Birth control debate really about abortion, say CPAC speakers

Stop talking about birth control. That was the key message from some of the most prominent leaders of America’s anti-abortion movement, speaking Friday at the Conservative Political Action Conference. During a talk on how to advance the movement through messaging, an all-female panel discussed the Obama administration’s birth-control-coverage mandate and suggested that the best way to defeat it is by calling it an “abortion mandate.”

Americans United for Life CEO Charmaine Yoest, Students for Life of America Executive Director Kristan Hawkins, and Live Action President Lila Rose speak on an anti-abortion panel at CPAC 2012, Feb. 10, 2012; click to enlarge (AMERICAN INDEPENDENT/Sofia Resnick).

The panel was moderated by Live Action President Lila Rose and included Americans United for Life President Charmaine Yoest, Students for Life of America Executive Director Kristan Hawkins, National Right to Life President Carol Tobias, and Rebecca Kiessling, an attorney who advocates against rape exceptions in anti-abortion legislation. Kiessling, who is adopted, found out later in life that she was conceived after her birth mother was raped.

“This new situation that’s coming down [from the Obama administration] is actually an abortion mandate,” Yoest said. “As an organization we’re going to be more disciplined about talking about the abortion mandate coming from HHS and I would encourage you all to do the same.”

Yoest, Hawkins and Tobias all said that their organizations do not take a position on birth control, only on emergency birth control. Anti-abortion activists believe emergency birth control drugs like Plan B and Ella can cause abortions, something that is disputed by the drug-makers, the federal government, and abortion-rights activists.

An obstetrician-gynecologist in the audience who said she works for a religiously affiliated institution, likened taking emergency birth control to going to a playground where 100 kids are playing and shooting one of them. It’s a one-in-100 chance that taking an emergency birth control pill will kill a fetus, the doctor said.

“I would encourage you not to let this become a debate over birth control,” Tobias said. “I truly believe the mandate from HHS was a deliberate attempt by the Obama administration to get a discussion in this country right before the election over whether men controlling the Catholic church can tell women whether or not to take birth control. That’s the debate they want. We need to bring it back. This is religious freedom. If they can tell the Catholic Church that they have to provide contraception to their employees, then they can also tell National Right to Life that we have to provide abortions for our employees.”

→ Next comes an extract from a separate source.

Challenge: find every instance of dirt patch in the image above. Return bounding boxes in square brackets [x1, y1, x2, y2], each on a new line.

About the same time that the women were speaking, the Obama administration was announcing what was billed as a compromise to religious groups opposing the mandate. The administration is now promising to introduce a policy that if a woman works for a religious employer that objects to providing contraceptive services in its health plan, the employer will not be required to cover her contraceptive costs. However, her insurance company will be required to offer contraceptive care for free.

The Family Research Council released a statement Friday rejecting Obama’s compromise, invoking very similar language used by the woman on the panel, particularly when it comes to sex.

National Right to Life President Carol Tobias (l) and Rebecca Kiessling speak on an anti-abortion panel at CPAC 2012, Feb. 10, 2012; click to enlarge (AMERICAN INDEPENDENT/Sofia Resnick).

“Liberals say keep your morals out of the bedroom, yet the President’s plan forces everyone to pay the cost for someone else’s contraceptive use in the bedroom,” said FRC President Tony Perkins in the statement. “That’s not freedom, it’s a mandate.

“This revised HHS mandate does nothing to change the fundamentally anti-religious, anti-conscience and anti-life contraceptive mandate,” he continued. “It rather only creates some paperwork gimmicks that don’t change the fact that religious employers who object to coverage of these services will now have to drop health insurance altogether to maintain their conscience and face severe penalties for doing so.”

On the CPAC stage, Kiessling said the Obama administration’s mandate is ironic.

“[People are always saying to] stay out of their bedroom; this is basically inviting others into their bedroom, wanting others to pay for what they’re doing in the bedroom,” she said. “I mean, really, what else do you want us to pay for? Do you want us to pay for condoms, too?”